Future Corporate Voting

Keith Paul Bishop writes:

Section 951 of the Dodd-Frank Act requires companies that are subject to the SEC’s proxy rules to include in their proxy statements “a separate resolution subject to shareholder vote” to determine whether a shareholder vote on executive compensation will occur every 1, 2, or 3 years.   When the SEC was considering amendments to its rules to implement this requirement, I argued that corporations should be free to use other voting rules such as a Borda count or preference ranking system.  See “Counting The Vote When There Are Three Choices.“   Although the SEC noted my comment (and a similar comment from the Society of Corporate Secretaries and Governance Professionals) in its adopting release, the SEC declined to take up the suggestion.

Bishop goes on to note, with pleasure, that at least two cities are “using a more sophisticated approach to voting.”
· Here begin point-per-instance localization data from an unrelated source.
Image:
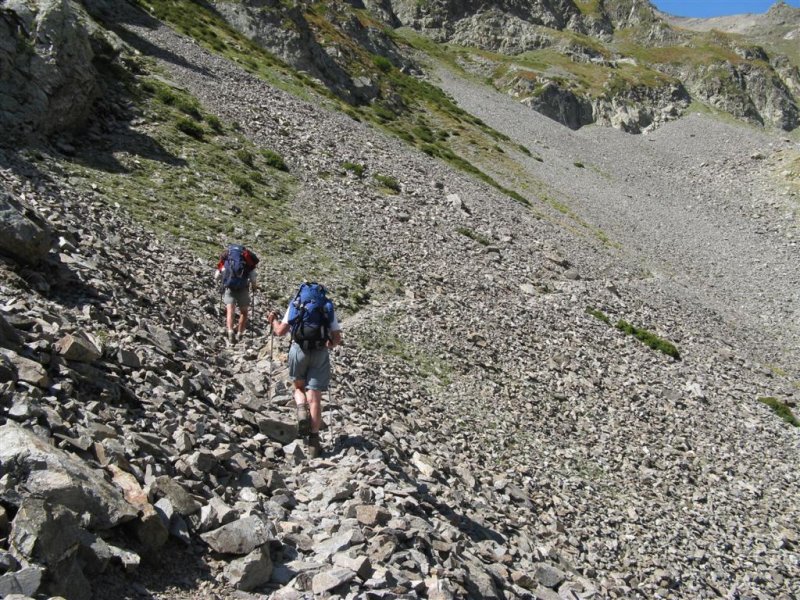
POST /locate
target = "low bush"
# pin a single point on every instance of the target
(650, 339)
(780, 409)
(474, 235)
(599, 314)
(190, 128)
(274, 160)
(356, 169)
(387, 181)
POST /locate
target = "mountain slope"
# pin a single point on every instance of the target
(489, 436)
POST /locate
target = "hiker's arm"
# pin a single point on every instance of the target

It is dismaying that the SEC chose to adopt a system that obfuscates rather than clarifies stockholder preferences.  These and other cities are demonstrating that they can do what the SEC refused to do. (San Francisco And Portland (Me) Do What The SEC Refused To Do, 11/8/2011)

I hope Mr. Bishop will continue to push the SEC on this issue as I have done at CalPERS for many years. When I initially broached the idea, one of the board members essentially said that government employees were too stupid to rank candidates. That member is long gone and attitudes have significantly changed from arrogance to respect.

I suppose that for instant runoff voting (IRV) or something like it to be viable, there first has to be contests with more than two competing candidates. So far, corporations are appear to be a long way off from facing such possibilities, except in very rare circumstances.